How the dollar performs ahead will probably depend on how markets react to the U.S. 10-year Treasury yield potentially breaking above 3 percent, Kit Juckes, global head of foreign-exchange strategy at Societe Generale, said in a note on Monday.
“A clean break, unaccompanied by a pick-up in volatility and sell-off in risk assets, would force dollar shorts to capitulate and at the very least, severely test EUR/USD 1.2150,” he said. “But if the market can’t hold above 3 percent, if the talk rapidly becomes one of concern about debt levels and if the Fed leans back against a bearish market, then any short-term dollar bounce is just that, and a chance to sell.”

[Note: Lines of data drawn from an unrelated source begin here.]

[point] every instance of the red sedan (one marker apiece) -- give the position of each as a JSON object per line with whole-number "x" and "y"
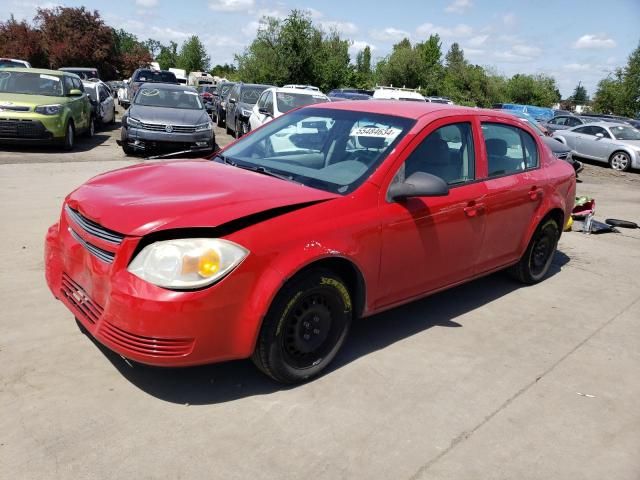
{"x": 273, "y": 246}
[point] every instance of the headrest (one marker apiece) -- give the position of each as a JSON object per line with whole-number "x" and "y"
{"x": 496, "y": 146}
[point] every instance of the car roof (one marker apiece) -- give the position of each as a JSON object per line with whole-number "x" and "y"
{"x": 414, "y": 110}
{"x": 42, "y": 71}
{"x": 167, "y": 86}
{"x": 301, "y": 91}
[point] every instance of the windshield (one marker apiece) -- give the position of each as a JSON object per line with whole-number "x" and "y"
{"x": 289, "y": 101}
{"x": 157, "y": 97}
{"x": 11, "y": 64}
{"x": 250, "y": 95}
{"x": 31, "y": 83}
{"x": 332, "y": 150}
{"x": 625, "y": 133}
{"x": 153, "y": 76}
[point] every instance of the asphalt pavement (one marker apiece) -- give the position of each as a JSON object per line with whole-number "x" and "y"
{"x": 490, "y": 380}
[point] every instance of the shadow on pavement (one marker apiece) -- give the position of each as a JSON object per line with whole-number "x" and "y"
{"x": 224, "y": 382}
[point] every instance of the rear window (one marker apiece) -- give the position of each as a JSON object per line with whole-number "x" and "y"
{"x": 154, "y": 76}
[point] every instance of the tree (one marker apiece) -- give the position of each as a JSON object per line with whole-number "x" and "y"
{"x": 580, "y": 96}
{"x": 21, "y": 40}
{"x": 293, "y": 50}
{"x": 130, "y": 53}
{"x": 430, "y": 57}
{"x": 193, "y": 56}
{"x": 609, "y": 97}
{"x": 77, "y": 37}
{"x": 168, "y": 56}
{"x": 402, "y": 67}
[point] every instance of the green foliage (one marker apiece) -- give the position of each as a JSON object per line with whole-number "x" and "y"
{"x": 293, "y": 50}
{"x": 168, "y": 56}
{"x": 580, "y": 96}
{"x": 193, "y": 56}
{"x": 619, "y": 93}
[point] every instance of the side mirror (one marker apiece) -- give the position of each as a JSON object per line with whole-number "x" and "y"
{"x": 420, "y": 184}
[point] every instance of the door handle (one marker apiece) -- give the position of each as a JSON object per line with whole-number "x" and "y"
{"x": 535, "y": 194}
{"x": 473, "y": 209}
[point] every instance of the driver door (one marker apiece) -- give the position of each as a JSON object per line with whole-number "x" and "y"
{"x": 429, "y": 243}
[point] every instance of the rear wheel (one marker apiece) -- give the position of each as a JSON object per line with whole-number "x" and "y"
{"x": 305, "y": 327}
{"x": 620, "y": 161}
{"x": 535, "y": 263}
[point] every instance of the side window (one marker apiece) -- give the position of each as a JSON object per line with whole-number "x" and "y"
{"x": 447, "y": 153}
{"x": 586, "y": 130}
{"x": 509, "y": 149}
{"x": 268, "y": 104}
{"x": 596, "y": 130}
{"x": 262, "y": 100}
{"x": 68, "y": 84}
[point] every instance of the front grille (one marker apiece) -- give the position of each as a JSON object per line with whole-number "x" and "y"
{"x": 158, "y": 347}
{"x": 80, "y": 301}
{"x": 102, "y": 254}
{"x": 92, "y": 228}
{"x": 159, "y": 127}
{"x": 23, "y": 129}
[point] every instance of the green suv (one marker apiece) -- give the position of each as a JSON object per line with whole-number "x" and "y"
{"x": 43, "y": 106}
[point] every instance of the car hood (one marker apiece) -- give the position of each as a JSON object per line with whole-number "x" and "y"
{"x": 184, "y": 194}
{"x": 26, "y": 100}
{"x": 172, "y": 116}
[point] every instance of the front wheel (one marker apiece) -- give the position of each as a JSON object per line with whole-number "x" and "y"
{"x": 620, "y": 161}
{"x": 69, "y": 137}
{"x": 535, "y": 263}
{"x": 305, "y": 327}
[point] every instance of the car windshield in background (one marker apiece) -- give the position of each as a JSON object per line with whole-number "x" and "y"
{"x": 31, "y": 83}
{"x": 332, "y": 150}
{"x": 289, "y": 101}
{"x": 10, "y": 64}
{"x": 250, "y": 95}
{"x": 625, "y": 133}
{"x": 157, "y": 97}
{"x": 153, "y": 76}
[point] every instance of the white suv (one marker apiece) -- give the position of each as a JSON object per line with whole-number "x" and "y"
{"x": 275, "y": 102}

But he added that 3 percent “isn’t a magic number,” and the level itself might not be significant.
“What does matter is if there’s a reason for the market to change its assumption that the Fed is on a gradual path to a low funds rate while the administration is well down a dangerous path to late-cycle fiscal accommodation,” he said.
The 10-year U.S. Treasury yield was at 2.98 percent at 10:11 P.M. SGT on Monday; the dollar index, which measures the greenback against a basket of currencies, was at 90.8380, up from around 90.32 on Friday. The euro was fetching S$1.2221 at 10:15 P.M. SGT Monday.